Menyikapi Musibah

Imam Shamsi Ali
Sumber :

Ada satu kebiasaan yang barangkali kurang, bahkan tidak pantas, dari sebagian orang di saat terjadi sebuah musibah di sebuah tempat. Kebiasaan itu adalah mengumbar atau mengekspos kesalahan-kesalahan (walau itu benar adanya) dari orang-orang yang tertimpa musbah.

Musibah gempa bumi yang memporak-porandakan Cianjur, misalnya, saat ini banyak dikaitkan dengan berbagai (apa yang dianggap) kesalahan dan dosa-dosa penduduk setempat.

Ada dua kemungkinan yang terjadi di sini. Pertama, apa yang disebut-disebut itu memang benar. Kedua, apa yang disebut-sebut itu tidak benar atau minimal tidak semuanya benar. Mana pun dari dua kemungkinan itu, benar atau tidak, menyebar luaskan kesalahan dan dosa-dosa orang lain adalah kesalahan itu sendiri. Apalagi ketika orang-orang itu sedang berada dalam situasi yang sulit dan menyedihkan.

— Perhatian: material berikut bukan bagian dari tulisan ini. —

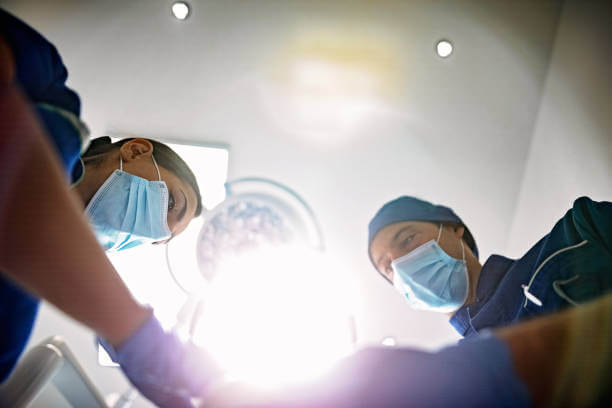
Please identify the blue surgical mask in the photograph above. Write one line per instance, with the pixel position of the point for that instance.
(128, 211)
(430, 279)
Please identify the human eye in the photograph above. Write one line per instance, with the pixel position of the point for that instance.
(407, 240)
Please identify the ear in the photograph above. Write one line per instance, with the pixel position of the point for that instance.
(459, 230)
(136, 149)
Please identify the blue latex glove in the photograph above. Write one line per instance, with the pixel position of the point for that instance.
(475, 373)
(164, 370)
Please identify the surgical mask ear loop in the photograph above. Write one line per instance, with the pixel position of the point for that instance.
(156, 168)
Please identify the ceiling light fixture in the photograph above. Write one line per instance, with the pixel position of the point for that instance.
(444, 48)
(180, 10)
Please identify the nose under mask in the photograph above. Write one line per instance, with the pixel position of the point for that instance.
(430, 279)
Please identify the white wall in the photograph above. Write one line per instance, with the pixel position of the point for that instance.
(571, 151)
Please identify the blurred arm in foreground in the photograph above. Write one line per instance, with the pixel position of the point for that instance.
(558, 360)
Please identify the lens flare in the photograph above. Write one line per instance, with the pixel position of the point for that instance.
(276, 316)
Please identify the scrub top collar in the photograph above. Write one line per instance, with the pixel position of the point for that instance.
(491, 274)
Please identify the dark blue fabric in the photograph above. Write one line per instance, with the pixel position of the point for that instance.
(41, 75)
(408, 208)
(580, 272)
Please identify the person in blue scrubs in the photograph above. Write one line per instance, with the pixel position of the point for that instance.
(431, 258)
(132, 192)
(560, 360)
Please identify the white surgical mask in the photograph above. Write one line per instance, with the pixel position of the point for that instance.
(430, 279)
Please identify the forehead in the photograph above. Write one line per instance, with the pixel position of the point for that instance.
(384, 237)
(173, 181)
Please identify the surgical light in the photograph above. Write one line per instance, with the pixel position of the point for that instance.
(180, 10)
(444, 48)
(270, 306)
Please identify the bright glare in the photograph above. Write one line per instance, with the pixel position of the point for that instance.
(444, 48)
(180, 9)
(275, 316)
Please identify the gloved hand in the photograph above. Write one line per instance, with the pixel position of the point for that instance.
(164, 370)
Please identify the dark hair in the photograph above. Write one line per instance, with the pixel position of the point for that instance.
(165, 157)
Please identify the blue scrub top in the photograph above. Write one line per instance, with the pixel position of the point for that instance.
(569, 266)
(42, 76)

Menyikapi musibah dengan cara mengumbar kesalahan orang-orang yang sedang kesulitan menggambarkan karakter yang tidak berakhlak. Karakter yang demikian itu paradoksikal dengan ajaran Islam dan ketauladanan baginda Rasulullah SAW. Bahkan tanpa disadari bisa menjadi sebuah kezholiman kepada mereka yang sedang berduka.

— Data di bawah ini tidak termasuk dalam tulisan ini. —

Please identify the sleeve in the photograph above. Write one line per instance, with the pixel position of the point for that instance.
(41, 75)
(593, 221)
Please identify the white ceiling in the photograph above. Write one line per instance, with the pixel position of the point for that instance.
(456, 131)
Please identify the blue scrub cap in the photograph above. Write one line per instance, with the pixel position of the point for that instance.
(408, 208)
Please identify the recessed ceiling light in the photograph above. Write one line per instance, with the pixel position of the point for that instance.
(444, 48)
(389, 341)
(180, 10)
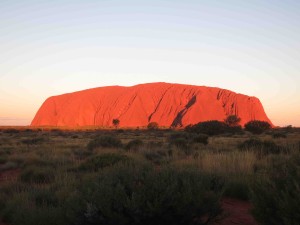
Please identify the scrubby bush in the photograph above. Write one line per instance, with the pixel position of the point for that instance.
(134, 144)
(101, 161)
(104, 141)
(37, 175)
(279, 135)
(257, 126)
(262, 148)
(276, 199)
(210, 128)
(152, 126)
(232, 120)
(116, 122)
(33, 141)
(201, 138)
(11, 131)
(81, 154)
(143, 195)
(157, 157)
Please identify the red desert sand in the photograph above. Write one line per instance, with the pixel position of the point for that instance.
(167, 104)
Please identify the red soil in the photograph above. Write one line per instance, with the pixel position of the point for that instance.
(136, 106)
(236, 212)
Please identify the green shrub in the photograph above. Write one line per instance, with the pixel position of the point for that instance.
(81, 154)
(134, 144)
(279, 135)
(201, 138)
(143, 195)
(152, 126)
(104, 160)
(276, 199)
(232, 120)
(37, 175)
(104, 141)
(11, 131)
(257, 126)
(210, 128)
(262, 148)
(157, 157)
(33, 141)
(237, 189)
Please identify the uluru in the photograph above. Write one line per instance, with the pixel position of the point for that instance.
(168, 104)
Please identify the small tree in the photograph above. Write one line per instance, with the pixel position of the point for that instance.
(232, 120)
(257, 126)
(152, 126)
(116, 123)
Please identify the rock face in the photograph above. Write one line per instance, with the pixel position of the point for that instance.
(136, 106)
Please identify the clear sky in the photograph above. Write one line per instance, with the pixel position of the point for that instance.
(58, 46)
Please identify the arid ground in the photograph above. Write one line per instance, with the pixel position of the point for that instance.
(52, 176)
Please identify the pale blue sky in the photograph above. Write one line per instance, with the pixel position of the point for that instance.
(52, 47)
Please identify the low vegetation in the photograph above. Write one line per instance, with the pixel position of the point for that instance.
(148, 176)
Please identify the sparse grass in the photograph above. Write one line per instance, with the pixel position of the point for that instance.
(56, 165)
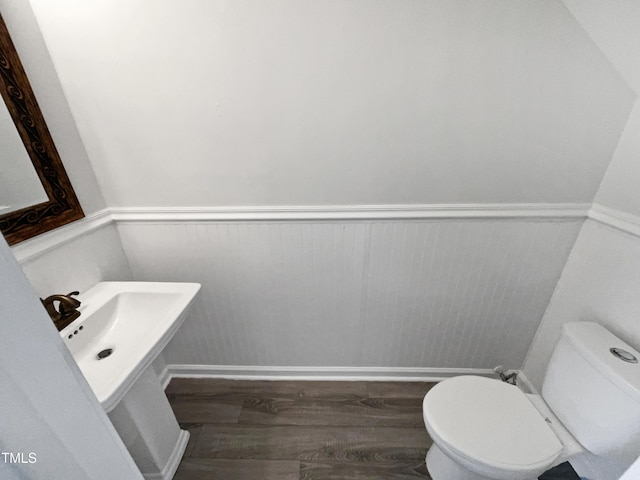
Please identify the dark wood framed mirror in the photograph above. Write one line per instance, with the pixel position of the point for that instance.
(61, 206)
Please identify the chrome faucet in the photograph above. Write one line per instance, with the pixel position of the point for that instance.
(67, 310)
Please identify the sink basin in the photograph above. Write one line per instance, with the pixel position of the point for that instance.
(123, 326)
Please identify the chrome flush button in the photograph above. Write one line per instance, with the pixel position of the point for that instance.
(623, 355)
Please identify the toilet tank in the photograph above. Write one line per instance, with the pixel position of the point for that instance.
(593, 392)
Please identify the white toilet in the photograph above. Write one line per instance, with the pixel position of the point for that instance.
(485, 429)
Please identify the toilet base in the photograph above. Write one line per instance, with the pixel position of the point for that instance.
(442, 467)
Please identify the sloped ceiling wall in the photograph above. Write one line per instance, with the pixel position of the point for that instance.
(615, 27)
(282, 102)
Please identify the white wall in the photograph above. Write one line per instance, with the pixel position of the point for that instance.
(285, 102)
(600, 280)
(430, 294)
(47, 407)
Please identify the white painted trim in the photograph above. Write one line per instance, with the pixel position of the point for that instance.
(33, 248)
(560, 211)
(626, 222)
(524, 383)
(369, 374)
(169, 470)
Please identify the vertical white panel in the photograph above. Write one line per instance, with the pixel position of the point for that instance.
(600, 283)
(447, 293)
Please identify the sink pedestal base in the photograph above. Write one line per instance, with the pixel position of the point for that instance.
(149, 429)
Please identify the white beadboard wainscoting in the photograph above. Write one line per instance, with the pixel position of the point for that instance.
(442, 293)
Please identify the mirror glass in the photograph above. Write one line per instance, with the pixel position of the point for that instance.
(34, 186)
(20, 185)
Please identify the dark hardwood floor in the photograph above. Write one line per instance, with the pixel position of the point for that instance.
(257, 430)
(245, 430)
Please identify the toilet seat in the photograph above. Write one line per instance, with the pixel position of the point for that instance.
(489, 427)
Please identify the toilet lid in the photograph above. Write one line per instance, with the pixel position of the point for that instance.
(490, 422)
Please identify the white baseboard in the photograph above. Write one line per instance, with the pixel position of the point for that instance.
(369, 374)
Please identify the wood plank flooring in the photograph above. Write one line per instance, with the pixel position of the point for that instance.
(245, 430)
(257, 430)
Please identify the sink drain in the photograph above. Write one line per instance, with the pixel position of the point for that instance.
(104, 353)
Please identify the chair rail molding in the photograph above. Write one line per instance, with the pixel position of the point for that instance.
(46, 242)
(351, 212)
(617, 219)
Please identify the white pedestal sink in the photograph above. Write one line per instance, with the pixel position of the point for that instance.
(122, 328)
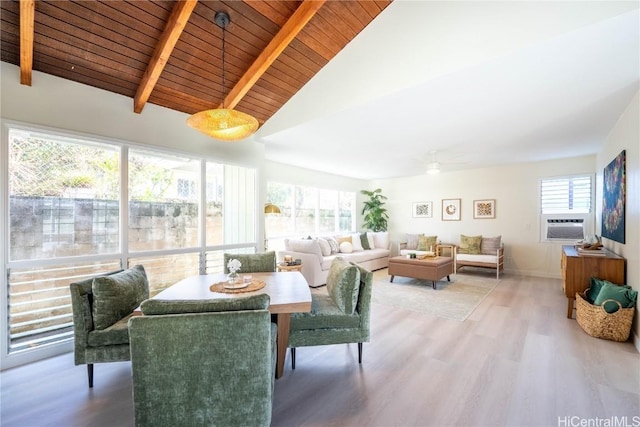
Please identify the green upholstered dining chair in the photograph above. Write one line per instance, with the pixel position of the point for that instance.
(341, 315)
(206, 362)
(101, 309)
(253, 263)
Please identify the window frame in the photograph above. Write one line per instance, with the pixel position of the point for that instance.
(123, 256)
(569, 215)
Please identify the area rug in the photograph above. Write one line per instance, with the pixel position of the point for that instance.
(454, 300)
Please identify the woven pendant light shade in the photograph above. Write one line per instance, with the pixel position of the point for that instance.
(224, 124)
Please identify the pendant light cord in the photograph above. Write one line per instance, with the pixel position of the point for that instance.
(224, 84)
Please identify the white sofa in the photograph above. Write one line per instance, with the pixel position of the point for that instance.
(316, 256)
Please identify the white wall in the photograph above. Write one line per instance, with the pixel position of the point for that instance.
(625, 135)
(516, 191)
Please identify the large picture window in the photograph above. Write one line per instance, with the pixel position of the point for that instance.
(308, 211)
(65, 223)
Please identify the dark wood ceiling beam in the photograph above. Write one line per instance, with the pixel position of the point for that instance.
(276, 46)
(176, 23)
(27, 17)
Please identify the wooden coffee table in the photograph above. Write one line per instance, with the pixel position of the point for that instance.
(432, 269)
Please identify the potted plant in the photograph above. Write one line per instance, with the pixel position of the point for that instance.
(375, 214)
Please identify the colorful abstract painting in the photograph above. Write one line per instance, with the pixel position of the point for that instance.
(614, 199)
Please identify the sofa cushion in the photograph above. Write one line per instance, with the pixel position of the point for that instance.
(412, 241)
(487, 259)
(343, 284)
(490, 245)
(325, 247)
(118, 333)
(470, 244)
(381, 239)
(117, 295)
(346, 247)
(324, 314)
(427, 243)
(157, 306)
(624, 295)
(304, 245)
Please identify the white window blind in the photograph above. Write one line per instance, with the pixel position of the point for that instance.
(566, 195)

Yang seharusnya disadari adalah bahwa Islam adalah agama “rahmah”. Agama yang mengedepankan hati nurani yang penuh kasih sayang. Anggaplah memang benar bahwa di daerah itu banyak dosa dan kesalahan. Secara akhlak Islam menyikapinya bukan dengan mengumbar dosa dan kesalahan itu. Justeru sebaliknya menghadirkan solusi. Dan harusnya disadari bahwa “sitrul Muslim” (menutup aib sesama Muslim yang dianggap pendosa itu adalah bagian dari akhlak mulia. 

Allah SWT sendiri menyikapi para pendosa dengan kasih sayang: “katakan (wahai Muhammad), wahai hamba-hambaKu yang melampaui batas, jangan putus asa dari kasih sayang Allah. Sungguh Allah mengampuni semua dosa. Sungguh Dia Maha Pengampun lagi Maha Penyayang”. 

Karenanya menyikapi kesalahan dan dosa mereka yang bersalah dan berdosa bukan dengan menyebarkan. Tapi sekali lagi justeru disikapi dengan kasih sayang dalam bentuk mengajak kembali ke jalan Allah seraya menutupi kesalahan-kesalahan itu.